In-Service Rollover for 50 year old

We have a tax client who is currently being audited for a distribution that was taken from his 401k while he was employed. He was 50 when the funds were rolled from his 401k plan to a self-directed IRA company. 20% was withheld from the distribution and the remainder plus the amount that was withheld was deposited to the IRA. Is this an allowable transaction? If so, what code section governs this type of transaction? If it is acceptable by IRS standards, I imagine the plan document must allow it too.

Any insight would be appreciated.

Thanks!



In service distributions options are specified for each qualified plan in the plan document. Allowing them at age 50 is somewhat rare, and this does not sound like a hardship distribution because the 20% withholding was triggered and mandatory withholding does not apply to hardship distributions. Also, hardship distributions cannot be rolled over to an IRA.

Therefore, it appears that he qualified for an inservice distribution for any reason from the plan, but elected to do an indirect 60 day rollover rather than a direct rollover. A direct rollover would have avoided the 20% withholding. Replacing the 20% withheld to complete the rollover is not a problem, but something here obviously triggered an IRS inquiry. Perhaps it was not reported correctly on the tax return.

On Form 1040, the gross distribution should be reported on line 16a with 0 on 16b and “rollover” entered next to 16b. If this was not done, that would explain the inquiry, or if the 1099R issued had a code in Box 7 other than 1 or 2, it would also trigger a question.
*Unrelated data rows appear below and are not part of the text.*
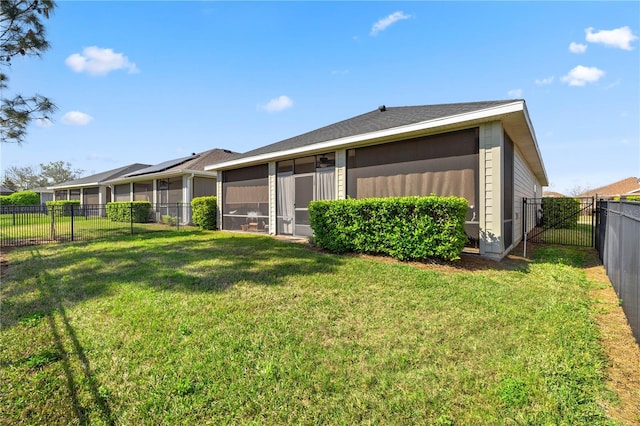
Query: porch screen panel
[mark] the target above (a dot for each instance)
(246, 199)
(91, 196)
(143, 191)
(74, 194)
(204, 187)
(444, 165)
(284, 188)
(121, 193)
(174, 193)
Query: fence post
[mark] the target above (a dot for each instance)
(524, 224)
(72, 219)
(53, 222)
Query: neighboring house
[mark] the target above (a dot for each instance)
(170, 182)
(621, 188)
(92, 189)
(6, 191)
(485, 152)
(45, 194)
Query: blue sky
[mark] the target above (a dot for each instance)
(151, 81)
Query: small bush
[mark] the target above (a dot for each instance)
(21, 198)
(205, 210)
(25, 198)
(122, 211)
(402, 227)
(63, 207)
(627, 198)
(560, 213)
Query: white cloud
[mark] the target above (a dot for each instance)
(515, 93)
(545, 81)
(620, 37)
(76, 118)
(98, 61)
(44, 122)
(384, 23)
(277, 104)
(577, 47)
(580, 75)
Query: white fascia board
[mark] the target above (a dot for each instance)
(83, 185)
(535, 143)
(160, 175)
(380, 134)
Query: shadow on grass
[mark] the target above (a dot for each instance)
(189, 261)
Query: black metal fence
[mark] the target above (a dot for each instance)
(27, 225)
(564, 221)
(618, 245)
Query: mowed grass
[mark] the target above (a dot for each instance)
(222, 328)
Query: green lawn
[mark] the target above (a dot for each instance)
(219, 328)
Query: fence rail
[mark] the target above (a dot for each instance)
(28, 225)
(618, 245)
(565, 221)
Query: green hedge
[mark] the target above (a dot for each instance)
(560, 213)
(402, 227)
(121, 211)
(63, 207)
(21, 198)
(204, 212)
(627, 198)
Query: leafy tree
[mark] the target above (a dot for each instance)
(28, 177)
(58, 172)
(22, 33)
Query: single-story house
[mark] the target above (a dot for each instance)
(91, 189)
(6, 191)
(170, 182)
(622, 188)
(486, 152)
(45, 194)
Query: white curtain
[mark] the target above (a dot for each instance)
(285, 203)
(325, 184)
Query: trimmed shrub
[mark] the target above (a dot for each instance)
(204, 212)
(627, 198)
(560, 213)
(25, 198)
(63, 207)
(405, 228)
(21, 198)
(121, 211)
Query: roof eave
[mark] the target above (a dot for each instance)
(82, 185)
(428, 126)
(160, 175)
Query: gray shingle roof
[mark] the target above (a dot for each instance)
(101, 177)
(195, 162)
(373, 121)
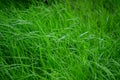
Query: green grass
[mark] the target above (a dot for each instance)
(63, 41)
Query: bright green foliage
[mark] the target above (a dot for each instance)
(71, 40)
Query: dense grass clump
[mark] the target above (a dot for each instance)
(71, 40)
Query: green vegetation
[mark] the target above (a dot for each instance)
(70, 40)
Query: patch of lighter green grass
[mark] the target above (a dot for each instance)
(59, 42)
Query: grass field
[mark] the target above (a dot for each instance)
(73, 40)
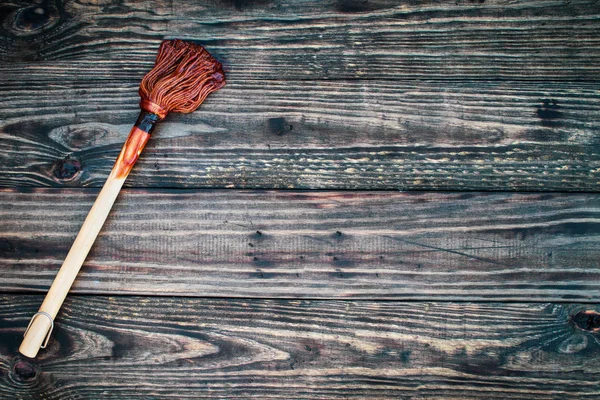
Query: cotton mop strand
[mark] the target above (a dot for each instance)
(184, 74)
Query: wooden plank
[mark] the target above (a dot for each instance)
(430, 135)
(150, 348)
(317, 39)
(376, 245)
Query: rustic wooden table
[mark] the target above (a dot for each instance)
(388, 200)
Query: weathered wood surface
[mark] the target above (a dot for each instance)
(378, 245)
(316, 39)
(150, 348)
(67, 131)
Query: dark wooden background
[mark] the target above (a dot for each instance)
(389, 199)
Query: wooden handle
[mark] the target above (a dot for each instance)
(39, 328)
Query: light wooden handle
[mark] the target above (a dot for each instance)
(39, 328)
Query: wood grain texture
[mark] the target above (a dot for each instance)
(151, 348)
(333, 39)
(377, 245)
(434, 135)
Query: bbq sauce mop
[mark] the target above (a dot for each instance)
(184, 74)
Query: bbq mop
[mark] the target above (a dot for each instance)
(184, 74)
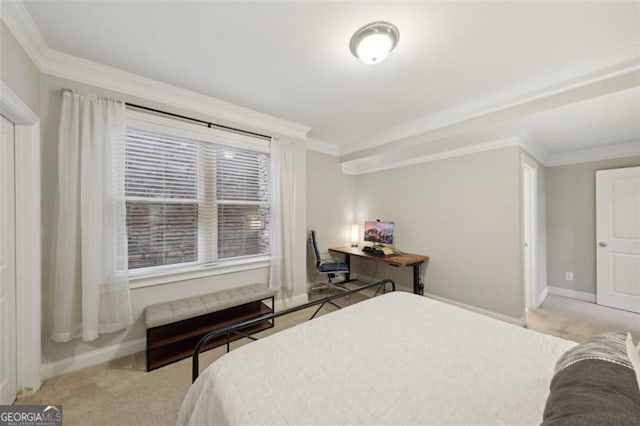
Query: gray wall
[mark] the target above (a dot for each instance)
(462, 212)
(330, 211)
(140, 297)
(571, 221)
(18, 71)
Sec 401 is huge and this situation could be based on any number of circumstances, some of which are listed above. But for your basic question, there is no problem doing a 60 day rollover with separate funds replacing the dollars withheld. The distribution must obviously be rollover eligible.

If this does not answer the problem, more info is needed on the reason for the distribution, the coding on the 1099R, and how this was reported on Form 1040.